Which error-correcting code did I (re)discover?

I have a little project that requires error-correcting codes, but so far my research hasn’t really run across a good introduction to the subject. My specific need is for a very computationally efficient code–ideally something that works in a lookup table.

I ran across the BCH(7,4) code, which sounds fairly nice–encode 4 bits into 7, with 1-bit correction. Trouble is, 8 bits is better for my purposes, and I’d like to actually get something with that extra bit instead of just wasting it. Also, I couldn’t find any nice simplified descriptions of the code that would be useful in actually implementing it.

So I decided to just search for a code. I coded up a really naïve program that looks like it should take around 256!/(256-16)! operations, but in practice has enough early-outs that it finishes instantly. And indeed, it found a (8,4) code with 1-bit correction and 2-bit detection.

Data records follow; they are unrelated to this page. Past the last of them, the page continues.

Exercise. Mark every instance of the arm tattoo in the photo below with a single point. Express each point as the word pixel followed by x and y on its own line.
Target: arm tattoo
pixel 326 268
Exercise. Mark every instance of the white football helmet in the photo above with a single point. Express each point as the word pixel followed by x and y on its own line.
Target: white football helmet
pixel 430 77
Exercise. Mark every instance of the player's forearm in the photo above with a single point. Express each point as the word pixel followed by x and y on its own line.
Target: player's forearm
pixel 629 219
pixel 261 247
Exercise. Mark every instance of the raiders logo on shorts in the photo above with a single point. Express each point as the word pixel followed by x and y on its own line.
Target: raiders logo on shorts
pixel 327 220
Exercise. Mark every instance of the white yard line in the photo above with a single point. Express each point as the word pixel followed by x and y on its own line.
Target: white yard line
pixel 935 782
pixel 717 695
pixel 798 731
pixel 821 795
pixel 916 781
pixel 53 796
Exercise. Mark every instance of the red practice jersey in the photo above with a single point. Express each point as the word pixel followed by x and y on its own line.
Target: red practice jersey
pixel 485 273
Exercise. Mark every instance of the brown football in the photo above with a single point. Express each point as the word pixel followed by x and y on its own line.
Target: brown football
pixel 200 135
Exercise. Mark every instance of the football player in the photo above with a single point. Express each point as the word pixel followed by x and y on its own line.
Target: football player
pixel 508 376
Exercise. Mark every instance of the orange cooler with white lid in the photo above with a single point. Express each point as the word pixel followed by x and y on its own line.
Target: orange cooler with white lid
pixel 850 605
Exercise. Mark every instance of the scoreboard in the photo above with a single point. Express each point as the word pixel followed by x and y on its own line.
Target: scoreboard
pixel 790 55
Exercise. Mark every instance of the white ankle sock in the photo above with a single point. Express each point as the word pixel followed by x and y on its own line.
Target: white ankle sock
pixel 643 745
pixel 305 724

Here are the 16 codewords:
00000000
00001111
00110011
00111100
01010101
01011010
01100110
01101001
10010110
10011001
10100101
10101010
11000011
11001100
11110000
11111111

A very pretty pattern, I thought! Some nice symmetries in there. Each word has 0, 4, or 8 bits set. It’s obvious also that there is a general class of 1-bit correcting/2-bit detecting codes where the codewords have bitcounts of 4N. A single-bit error means you have 4N+1 or 4N-1 bits set, which can’t be confused with 4(N+1)-1 or 4(N-1)+1. There is of course overlap between 4N+2 and 4(N+1)-2, so for that you would only get detection.

Obviously, a code this simple has been discovered already–so which one is it? I perused the list on Wikipedia but didn’t really see a match.

I haven’t really checked, but isn’t it just the (8,4) Hamming code (the (7,4) code extended with an extra parity bit)? Here’s a list (right side of the table) of the codewords; from a quick glance, it looks like yours can be obtained from them by a bit shift.

Yes, it’s Hamming’s (7,4) augmented as Wiki desribes: “If, in addition, an overall parity bit (bit 0) is included, the code can detect (but not correct) any two-bit error, making a SECDED code.” Any such code can be rearranged without affecting its properties, as OP has done here to make certain symmetries more apparent.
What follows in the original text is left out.